Leslie calls variety of initiatives multiple approaches in concert.
By Kyle R. Cotton
kcotton11@student.alamo.edu
Silver buckshot is the chancellor’s answer to those who are suffering from ‘initiative fatigue.’
Chancellor Bruce Leslie, in opening the strategic retreat Feb. 8 at Tri-Point Center, said like buckshot flying at a target, all the district initiatives lead to the same goal: student success.
Leslie addressed the sense of ‘initiative fatigue’ found in the recent Aspen Institute draft report.
Leslie said this wasn’t just an Alamo Colleges problem, but a national problem.
He echoed a quote from his friend and president of El Paso Community College, Dr. William Serrata, who spoke in April at the 95th annual American Association of Community College convention in San Antonio.
“You know we would all like to find the silver bullet; we would all like to find that one thing that will work perfectly for every student. There is no such thing, but there is silver buckshot,” Leslie said.

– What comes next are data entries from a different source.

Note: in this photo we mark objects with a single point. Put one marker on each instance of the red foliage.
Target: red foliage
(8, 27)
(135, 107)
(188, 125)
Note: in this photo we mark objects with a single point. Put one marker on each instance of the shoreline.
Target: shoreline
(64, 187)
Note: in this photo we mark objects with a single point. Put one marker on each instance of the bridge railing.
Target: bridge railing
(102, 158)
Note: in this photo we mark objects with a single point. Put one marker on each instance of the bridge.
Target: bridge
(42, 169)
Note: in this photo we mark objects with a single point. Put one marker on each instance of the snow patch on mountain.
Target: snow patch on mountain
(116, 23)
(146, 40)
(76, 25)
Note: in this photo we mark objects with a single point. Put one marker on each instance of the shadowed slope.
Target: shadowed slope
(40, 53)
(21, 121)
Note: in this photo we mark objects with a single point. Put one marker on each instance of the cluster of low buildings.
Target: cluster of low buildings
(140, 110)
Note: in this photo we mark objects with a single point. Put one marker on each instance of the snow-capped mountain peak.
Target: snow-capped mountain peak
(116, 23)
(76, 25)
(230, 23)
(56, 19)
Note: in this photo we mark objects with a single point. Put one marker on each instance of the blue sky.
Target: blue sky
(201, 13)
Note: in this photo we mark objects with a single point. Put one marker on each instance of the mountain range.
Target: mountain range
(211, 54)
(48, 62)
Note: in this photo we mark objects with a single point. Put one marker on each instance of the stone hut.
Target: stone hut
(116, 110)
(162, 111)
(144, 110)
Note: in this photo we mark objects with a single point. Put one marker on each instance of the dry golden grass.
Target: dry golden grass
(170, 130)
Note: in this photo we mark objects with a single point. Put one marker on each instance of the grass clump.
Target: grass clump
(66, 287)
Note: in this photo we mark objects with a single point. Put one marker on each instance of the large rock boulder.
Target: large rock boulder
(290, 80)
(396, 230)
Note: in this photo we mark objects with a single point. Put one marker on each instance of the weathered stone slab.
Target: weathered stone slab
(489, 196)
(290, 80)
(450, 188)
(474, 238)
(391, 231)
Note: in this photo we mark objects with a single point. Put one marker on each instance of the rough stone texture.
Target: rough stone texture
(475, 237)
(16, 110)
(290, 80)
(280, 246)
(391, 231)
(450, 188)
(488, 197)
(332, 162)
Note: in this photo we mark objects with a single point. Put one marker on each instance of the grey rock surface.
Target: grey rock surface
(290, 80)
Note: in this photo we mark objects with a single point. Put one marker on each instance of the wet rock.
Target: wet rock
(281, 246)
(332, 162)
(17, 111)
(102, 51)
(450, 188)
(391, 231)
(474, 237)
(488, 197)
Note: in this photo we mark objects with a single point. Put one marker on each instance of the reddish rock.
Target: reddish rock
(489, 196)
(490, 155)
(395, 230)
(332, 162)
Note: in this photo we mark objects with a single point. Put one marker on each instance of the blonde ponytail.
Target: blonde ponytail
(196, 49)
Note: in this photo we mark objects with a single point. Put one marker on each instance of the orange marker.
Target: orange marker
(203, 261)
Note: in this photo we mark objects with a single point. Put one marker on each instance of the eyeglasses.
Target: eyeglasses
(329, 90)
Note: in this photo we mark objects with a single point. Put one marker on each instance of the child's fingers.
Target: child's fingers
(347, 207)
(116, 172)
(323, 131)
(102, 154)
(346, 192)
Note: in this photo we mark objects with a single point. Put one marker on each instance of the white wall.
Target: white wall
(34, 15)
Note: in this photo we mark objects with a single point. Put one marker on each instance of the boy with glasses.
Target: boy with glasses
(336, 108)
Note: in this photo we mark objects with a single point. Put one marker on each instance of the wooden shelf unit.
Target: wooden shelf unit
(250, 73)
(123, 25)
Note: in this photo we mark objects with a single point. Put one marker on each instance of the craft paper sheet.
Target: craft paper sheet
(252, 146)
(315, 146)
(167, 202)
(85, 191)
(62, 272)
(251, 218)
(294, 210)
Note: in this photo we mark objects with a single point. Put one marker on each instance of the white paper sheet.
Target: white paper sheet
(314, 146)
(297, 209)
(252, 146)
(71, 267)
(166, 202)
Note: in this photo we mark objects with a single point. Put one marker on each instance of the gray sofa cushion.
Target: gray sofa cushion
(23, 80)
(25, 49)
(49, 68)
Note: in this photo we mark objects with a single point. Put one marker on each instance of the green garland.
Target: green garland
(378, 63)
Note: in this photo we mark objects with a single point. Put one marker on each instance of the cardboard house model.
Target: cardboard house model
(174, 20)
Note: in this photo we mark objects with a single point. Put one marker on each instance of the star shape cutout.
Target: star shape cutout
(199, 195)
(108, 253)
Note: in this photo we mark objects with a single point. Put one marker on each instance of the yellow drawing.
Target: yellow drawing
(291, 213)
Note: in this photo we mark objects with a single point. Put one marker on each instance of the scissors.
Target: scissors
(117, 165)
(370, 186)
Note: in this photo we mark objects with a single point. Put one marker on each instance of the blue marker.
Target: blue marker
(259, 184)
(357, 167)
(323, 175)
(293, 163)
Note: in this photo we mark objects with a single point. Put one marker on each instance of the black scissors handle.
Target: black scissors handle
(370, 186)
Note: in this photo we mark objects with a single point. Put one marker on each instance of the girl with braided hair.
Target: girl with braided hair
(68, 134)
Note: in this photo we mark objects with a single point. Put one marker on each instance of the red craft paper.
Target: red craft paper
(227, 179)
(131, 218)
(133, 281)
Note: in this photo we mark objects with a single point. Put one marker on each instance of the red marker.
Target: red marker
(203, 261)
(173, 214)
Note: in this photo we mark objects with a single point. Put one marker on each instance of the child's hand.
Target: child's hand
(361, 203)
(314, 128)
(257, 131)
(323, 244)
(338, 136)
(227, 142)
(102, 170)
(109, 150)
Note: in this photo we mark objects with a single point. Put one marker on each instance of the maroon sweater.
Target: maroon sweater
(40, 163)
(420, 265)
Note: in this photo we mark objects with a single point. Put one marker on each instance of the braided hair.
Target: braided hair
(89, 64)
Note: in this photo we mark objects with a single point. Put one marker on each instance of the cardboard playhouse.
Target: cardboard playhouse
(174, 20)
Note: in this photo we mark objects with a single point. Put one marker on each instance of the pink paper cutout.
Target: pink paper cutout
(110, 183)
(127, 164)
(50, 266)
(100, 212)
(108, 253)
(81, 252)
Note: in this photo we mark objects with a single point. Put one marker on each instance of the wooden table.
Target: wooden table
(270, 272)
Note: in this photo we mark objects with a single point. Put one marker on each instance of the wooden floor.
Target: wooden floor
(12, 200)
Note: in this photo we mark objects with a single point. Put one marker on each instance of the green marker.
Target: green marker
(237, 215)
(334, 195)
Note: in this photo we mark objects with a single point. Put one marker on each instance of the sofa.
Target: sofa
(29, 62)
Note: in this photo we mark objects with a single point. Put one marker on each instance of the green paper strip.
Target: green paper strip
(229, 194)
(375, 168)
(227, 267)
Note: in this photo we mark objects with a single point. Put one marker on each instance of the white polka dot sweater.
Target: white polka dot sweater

Leslie said he loves that quote because as someone who shoots skeet as a hobby, he immediately understood the spread-out yet focused nature of buckshot.
“There are multiple things we have to focus on. There can’t just be one thing,” Leslie said.
He pointed to the Alamo Colleges’ strategy map on everyone’s table: “These are the buckshot.”
The Alamo Colleges’ strategy map includes stakeholder imperatives from Texas and San Antonio, Alamo Way policies, six key strategic priorities and strategies, measures of success and target goals.
“These are not separate, different initiatives. This is not yet another initiative. This is not ‘here goes Bruce again’,” Leslie said. “This is the board, the PVC (presidents and vice chancellors), the community, the universities, everybody talking with each other asking: how do we go deeper, and how do we go broader? How do we reach every student and how do we go deep enough so that the effect on that student is both profound and makes a difference in his or her life?”
Leslie closed his introduction to the stakeholders, “It is a travesty for people not to be able to finish their degree or get their certificate, particularly when they leave here with debt or leave halfway through their university experience because they ran out of Pell because they had too many hours.”
“These are not multiple different things, these are all one thing that we are working so hard for to make students succeed, but it takes silver buckshot for that to happen,” Leslie said.
Access the map at www.alamo.edu/uploadedImages/District/About_Us/Chancellor/strategic_plan/AC-Strategy-Map.jpg.